Sul fronte italiano del risiko, le mire di Unicredit si scontrano con ostacoli istituzionali: l’offerta pubblica di scambio su Banco Bpm è stata sospesa per 30 giorni dalla Consob, con la banca guidata da Giuseppe Castagna che ha impugnato la delibera davanti al Tar del Lazio. La decisione è attesa a ore, probabilmente già oggi: se il ricorso venisse accolto, i termini dell’offerta riprenderebbero a decorrere. Altrimenti tutto resterà congelato fino al 23 giugno.
Una mano a Orcel potrebbe arrivare dall’Europa che il 19 giugno, nell’ambito del vaglio antitrust, potrebbe contestare all’Italia un uso strumentale e contrario alle regole comunitarie del Golden Power. Proprio ieri Palazzo Chigi ha risposto alla richiesta di chiarimenti che ad aprile la Ue aveva indirizzato all’Italia sull’uso dei poteri speciali nell’ambito delle scalate bancarie.

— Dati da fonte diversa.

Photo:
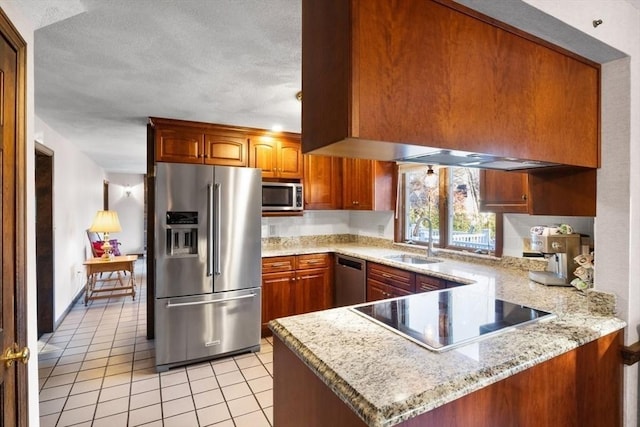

Ma l’appuntamento cruciale è fissato per il 9 luglio, quando il Tar discuterà nel merito il ricorso di Unicredit contro il Golden Power. Non è passato inosservato il gesto distensivo di Piazza Gae Aulenti nei confronti del governo: il 4 giugno, infatti, la banca ha ritirato la richiesta di misure cautelari presentata al Tar, nel tentativo di aprire un dialogo. Secondo quanto emerge da fonti vicine al dossier, le prescrizioni in discussione toccano diversi aspetti strategici. In primo luogo l’obbligo, per un periodo di cinque anni, di mantenere invariato il peso degli investimenti di Anima Holding – il gestore del risparmio legato a Banco Bpm – in titoli di emittenti italiani, pubblici o privati, e di sostenere lo sviluppo della società. Un altro punto critico riguarda la richiesta di non ridurre, sempre per cinque anni, il rapporto tra impieghi e depositi praticato in Italia sia da Banco Bpm che da Unicredit. Tra le prescrizioni figura anche la richiesta di cessare tutte le attività in Russia – incluse raccolta, impieghi, collocamento fondi e prestiti transfrontalieri – entro un termine massimo di nove mesi.
In questo clima di tensione, non sorprende che anche altre operazioni di mercato incontrino resistenze. È il caso dell’Opas di Banca Ifis su illimity Bank, per la quale gli analisti di Banca Akros ieri hanno invitato gli azionisti ad aderire, definendola "congrua" e avvertendo che un rifiuto potrebbe tradursi in un downgrade del titolo a causa della debolezza del piano stand-alone. Il quadro complessivo è quello di un settore bancario europeo stretto tra ambizioni industriali e resistenze sovraniste, tra logiche di mercato e interventi regolatori sempre più complessi.
Un punto sottolineato anche da Gianfranco Torriero, vicedirettore generale dell’Abi, che ha chiesto "meno burocrazia, non meno regole", denunciando una "stratificazione normativa che ostacola l’efficienza del sistema". Le sfide, ha ricordato, sono molte: dalla fase finale di Basilea 3 alla cyber security, passando per l’integrazione europea delle regole bancarie.